This article originally appeared in the December 2008 issue of Decibel magazine and in Revolver's 2009 collector's issue dedicated to Slayer.
After 1985's Hell Awaits, Slayer signed with Def Jam, the rap label founded by Rick Rubin and Russell Simmons. With the flick of a pen, the band's labelmates went from the likes of L.A. sleaze-metal mercenaries Lizzy Borden and Bitch to future hip-hop luminaries LL Cool J and the Beastie Boys. As unlikely as it might have been, Slayer's alliance with Rubin and Def Jam would result in an inimitable thrash trilogy: 1988's South of Heaven, 1990's Seasons in the Abyss and, of course, the album that kicked it all off and is frequently cited as the band's masterpiece, 1986's Reign in Blood.
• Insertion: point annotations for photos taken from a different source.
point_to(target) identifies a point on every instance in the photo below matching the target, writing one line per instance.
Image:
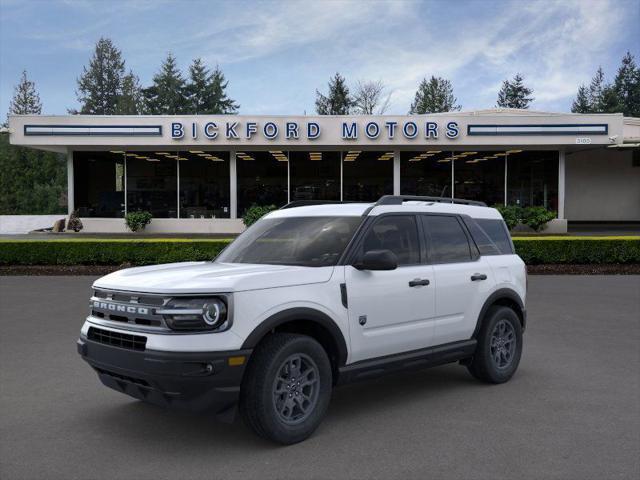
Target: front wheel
(287, 387)
(499, 346)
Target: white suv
(308, 298)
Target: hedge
(533, 250)
(578, 250)
(107, 252)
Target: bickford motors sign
(294, 130)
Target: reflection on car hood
(210, 277)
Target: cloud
(276, 54)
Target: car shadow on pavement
(149, 426)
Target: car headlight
(196, 314)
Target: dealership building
(200, 173)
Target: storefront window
(99, 184)
(479, 175)
(315, 175)
(532, 179)
(367, 176)
(152, 183)
(204, 184)
(426, 172)
(262, 179)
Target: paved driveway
(572, 410)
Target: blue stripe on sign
(94, 130)
(532, 129)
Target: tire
(499, 346)
(273, 402)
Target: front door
(391, 311)
(462, 278)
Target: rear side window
(497, 231)
(448, 242)
(486, 246)
(398, 233)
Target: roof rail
(306, 203)
(399, 199)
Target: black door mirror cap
(377, 260)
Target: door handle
(478, 276)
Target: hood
(210, 277)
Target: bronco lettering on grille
(114, 307)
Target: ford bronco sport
(310, 297)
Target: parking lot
(571, 411)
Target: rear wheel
(499, 346)
(287, 387)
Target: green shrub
(533, 250)
(107, 252)
(534, 217)
(255, 213)
(510, 213)
(137, 220)
(578, 250)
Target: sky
(276, 54)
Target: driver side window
(397, 233)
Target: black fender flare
(500, 294)
(300, 313)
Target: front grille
(134, 309)
(130, 297)
(117, 339)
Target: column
(396, 172)
(561, 177)
(233, 185)
(70, 186)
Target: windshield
(304, 241)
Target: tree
(514, 94)
(100, 85)
(206, 92)
(370, 98)
(627, 86)
(219, 102)
(434, 95)
(338, 101)
(196, 89)
(581, 104)
(31, 181)
(130, 101)
(596, 91)
(167, 95)
(25, 99)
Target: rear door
(462, 277)
(391, 311)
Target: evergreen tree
(25, 99)
(196, 89)
(596, 91)
(31, 181)
(433, 96)
(581, 104)
(219, 102)
(627, 86)
(100, 85)
(130, 100)
(514, 94)
(167, 94)
(338, 101)
(206, 91)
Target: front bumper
(195, 381)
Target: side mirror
(377, 260)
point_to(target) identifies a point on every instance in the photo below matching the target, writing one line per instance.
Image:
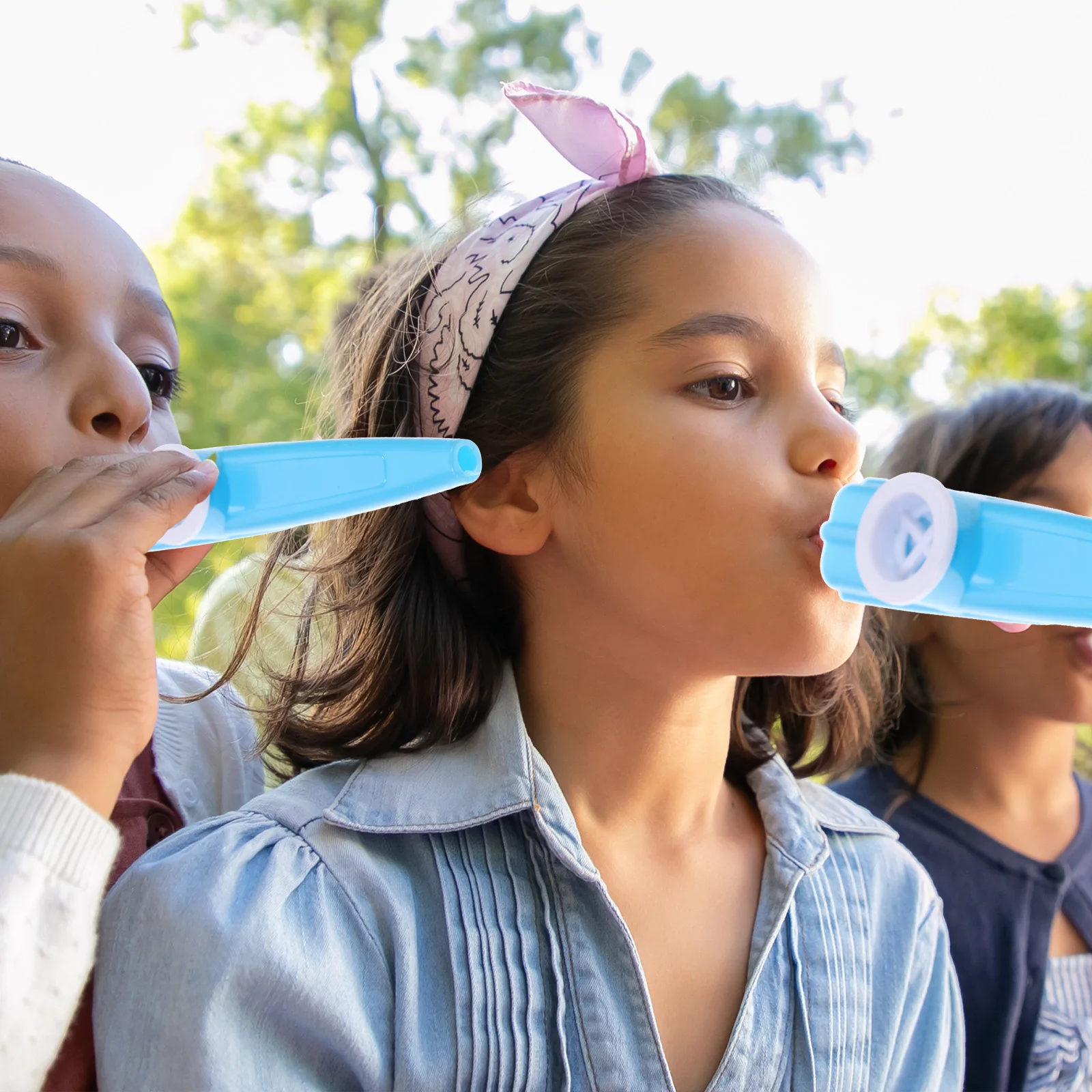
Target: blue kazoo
(909, 543)
(265, 487)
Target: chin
(827, 644)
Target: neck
(631, 745)
(1007, 773)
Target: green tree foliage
(255, 287)
(693, 121)
(1020, 333)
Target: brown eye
(162, 382)
(728, 390)
(12, 336)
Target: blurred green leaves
(255, 274)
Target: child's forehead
(42, 216)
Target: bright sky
(979, 115)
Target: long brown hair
(390, 652)
(998, 442)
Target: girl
(980, 775)
(543, 839)
(89, 363)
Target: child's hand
(78, 682)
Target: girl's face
(1044, 672)
(89, 354)
(713, 440)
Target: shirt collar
(496, 771)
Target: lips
(1082, 646)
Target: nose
(824, 442)
(112, 401)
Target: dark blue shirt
(999, 906)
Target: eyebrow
(708, 326)
(33, 261)
(733, 326)
(150, 300)
(1040, 493)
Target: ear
(507, 509)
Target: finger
(145, 519)
(117, 485)
(52, 487)
(167, 569)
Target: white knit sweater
(56, 855)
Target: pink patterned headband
(471, 287)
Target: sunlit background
(934, 156)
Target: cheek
(163, 429)
(25, 437)
(691, 534)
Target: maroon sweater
(143, 816)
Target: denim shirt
(431, 921)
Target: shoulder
(205, 751)
(872, 786)
(244, 910)
(841, 811)
(216, 868)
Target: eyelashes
(733, 390)
(14, 336)
(728, 390)
(163, 384)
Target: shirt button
(188, 793)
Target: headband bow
(469, 292)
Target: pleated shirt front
(431, 921)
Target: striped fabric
(1062, 1053)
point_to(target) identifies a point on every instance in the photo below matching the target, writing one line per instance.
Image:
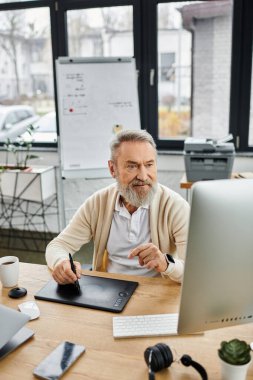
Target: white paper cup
(9, 271)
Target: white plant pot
(234, 372)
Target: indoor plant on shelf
(235, 359)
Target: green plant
(20, 149)
(235, 352)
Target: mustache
(137, 182)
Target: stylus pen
(73, 268)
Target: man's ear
(111, 167)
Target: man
(138, 226)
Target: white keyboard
(145, 325)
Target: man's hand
(150, 257)
(63, 274)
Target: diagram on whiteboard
(96, 100)
(74, 101)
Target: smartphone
(58, 361)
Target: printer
(207, 159)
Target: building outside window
(26, 70)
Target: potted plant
(235, 359)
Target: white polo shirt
(127, 232)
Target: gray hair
(132, 136)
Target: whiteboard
(96, 99)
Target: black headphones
(160, 356)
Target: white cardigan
(169, 215)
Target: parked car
(45, 130)
(14, 121)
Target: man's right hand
(63, 274)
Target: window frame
(145, 52)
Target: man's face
(136, 172)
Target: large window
(26, 71)
(250, 141)
(194, 62)
(101, 32)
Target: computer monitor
(217, 289)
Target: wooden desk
(106, 358)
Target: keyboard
(145, 325)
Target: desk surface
(106, 358)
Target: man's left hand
(150, 257)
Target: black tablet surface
(96, 293)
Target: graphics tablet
(96, 292)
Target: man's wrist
(170, 264)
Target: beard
(137, 198)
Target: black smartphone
(58, 361)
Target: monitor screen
(217, 289)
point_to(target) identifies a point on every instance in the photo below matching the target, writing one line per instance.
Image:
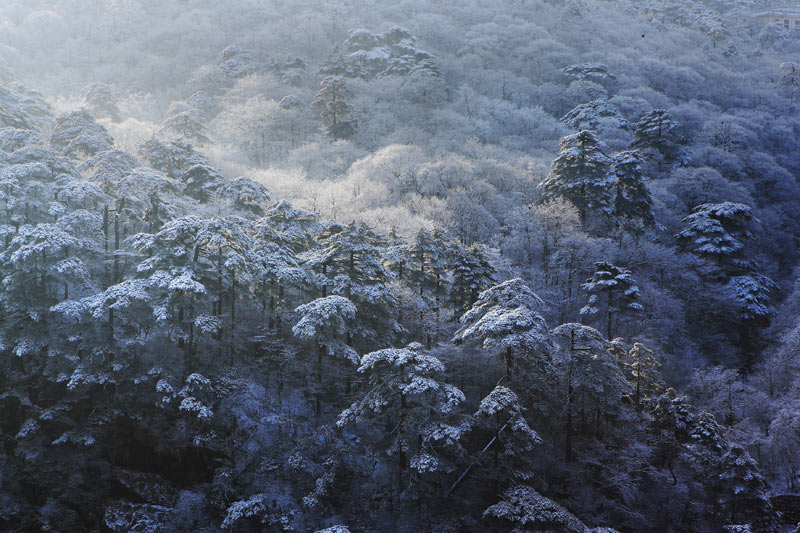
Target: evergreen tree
(633, 200)
(410, 404)
(582, 174)
(472, 274)
(336, 113)
(611, 289)
(507, 316)
(743, 491)
(656, 133)
(592, 382)
(350, 263)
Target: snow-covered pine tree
(333, 108)
(507, 316)
(592, 382)
(329, 323)
(472, 273)
(633, 200)
(409, 406)
(612, 291)
(656, 134)
(743, 490)
(582, 174)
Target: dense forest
(360, 265)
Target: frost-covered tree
(633, 200)
(329, 322)
(350, 263)
(99, 99)
(592, 381)
(743, 491)
(185, 126)
(644, 366)
(525, 509)
(507, 316)
(193, 266)
(298, 228)
(332, 105)
(173, 158)
(656, 133)
(247, 196)
(612, 291)
(472, 273)
(789, 77)
(582, 174)
(717, 232)
(78, 135)
(409, 401)
(509, 440)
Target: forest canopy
(359, 265)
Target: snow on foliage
(253, 507)
(368, 55)
(523, 507)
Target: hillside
(409, 266)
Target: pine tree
(350, 264)
(592, 381)
(328, 321)
(717, 232)
(336, 113)
(508, 438)
(657, 132)
(633, 200)
(743, 490)
(611, 289)
(507, 316)
(410, 404)
(582, 174)
(472, 274)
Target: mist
(360, 265)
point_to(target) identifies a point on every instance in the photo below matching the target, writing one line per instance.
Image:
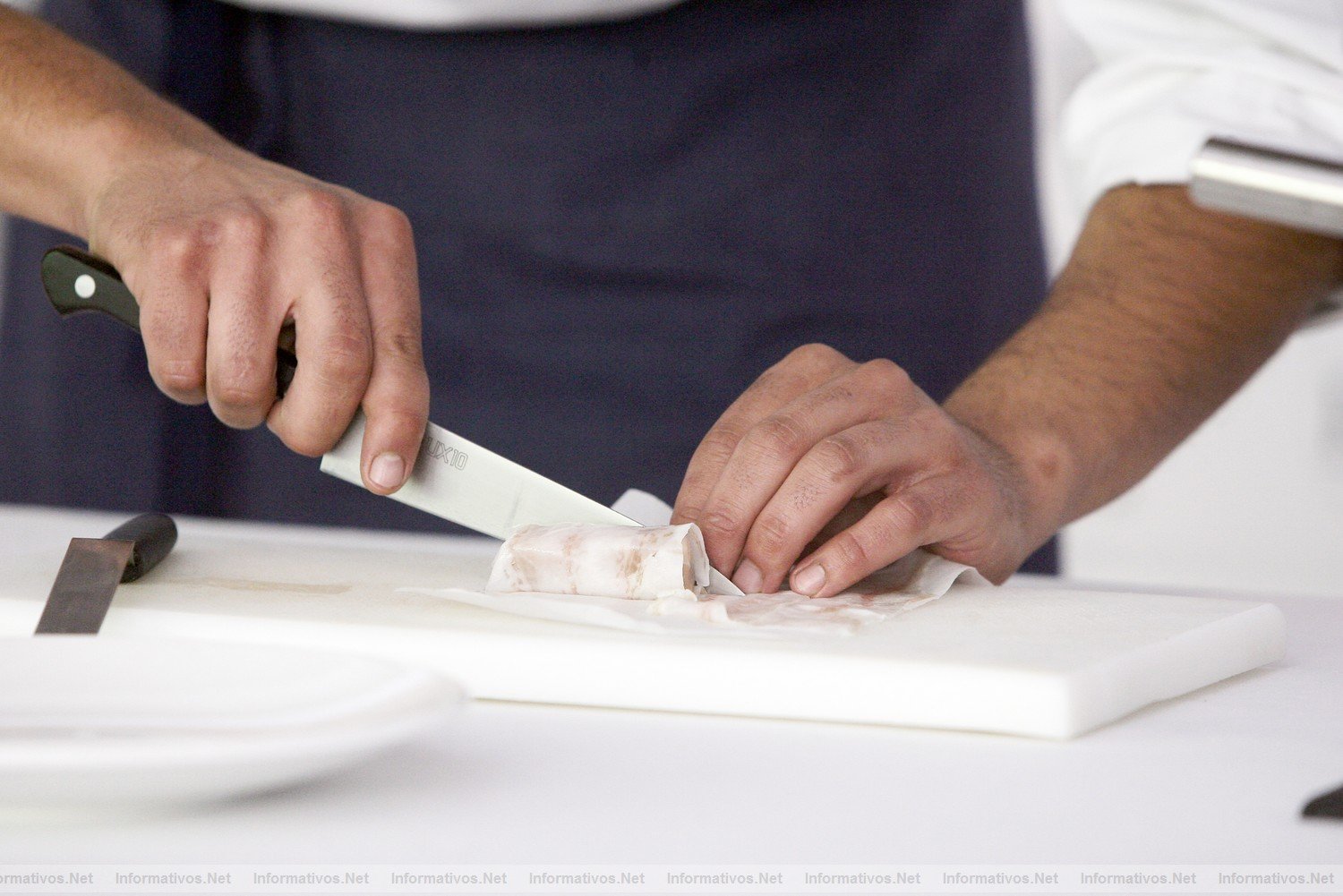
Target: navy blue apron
(620, 226)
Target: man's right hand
(220, 249)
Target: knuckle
(175, 242)
(913, 512)
(770, 536)
(851, 551)
(344, 357)
(776, 435)
(319, 207)
(841, 457)
(814, 354)
(719, 445)
(179, 378)
(389, 220)
(885, 375)
(244, 227)
(402, 346)
(720, 522)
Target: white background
(1254, 499)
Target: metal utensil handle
(153, 536)
(78, 281)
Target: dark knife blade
(94, 567)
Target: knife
(94, 567)
(453, 477)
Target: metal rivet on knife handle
(78, 281)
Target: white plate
(90, 721)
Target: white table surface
(1216, 777)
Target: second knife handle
(152, 535)
(78, 281)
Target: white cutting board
(1047, 662)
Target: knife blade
(94, 567)
(453, 479)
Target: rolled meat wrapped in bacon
(641, 563)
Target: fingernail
(748, 578)
(808, 581)
(387, 471)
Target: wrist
(1034, 464)
(128, 144)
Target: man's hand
(817, 431)
(220, 249)
(223, 249)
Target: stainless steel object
(1278, 187)
(1270, 184)
(461, 482)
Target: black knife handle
(78, 281)
(152, 536)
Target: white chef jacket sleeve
(1173, 73)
LARRY CARROLL (ARTIST) I met Rick Rubin in a coffee shop in New York — it must've been 1986. He looked pretty much the same as he does now, with the big beard and everything. I had heard Slayer, because I'm from California, but I'd never seen them. At that time, I was doing a lot of political illustrations for The Progressive, The Village Voice, The New York Times op-ed page, stuff like that. If I remember correctly, the band didn't like the cover I did for Reign in Blood at first. Someone didn't, anyway — I don't remember if it was actually someone in the band or their management. But then someone in the band showed it to their mother, and their mother thought it was disgusting, so they knew they were onto something.
KERRY KING Rubin really cleaned up our sound on that record, which drastically changed what we sounded like and how people perceived us. It was like, Wow — you can hear everything, and those guys aren't just playing fast, those notes are on time. It was what we needed to be. Before that, we were happy to sound like Venom or Mercyful Fate. We played in Reverb Land, for lack of a better term. And the reverb was the first thing Rubin took out. When we heard the mix we were like, "Why didn't we think of that before?"
JEFF HANNEMAN At that time, we always listened to Metallica and Megadeth to see what they were doing, but one thing about me and Kerry is that we get bored of riffs really quick. We can't drag the same thing over and over or do the same verses six times in a song. If we do a verse two or three times, we're already bored with it. So we weren't trying to make the songs shorter — that's just what we were into. When we finished Reign in Blood, we had this meeting with Rubin, and he was like, "Do you realize how short this is?" And we're going, "Oh, fuck ..." And then we all collectively looked at each other and said, "So what?"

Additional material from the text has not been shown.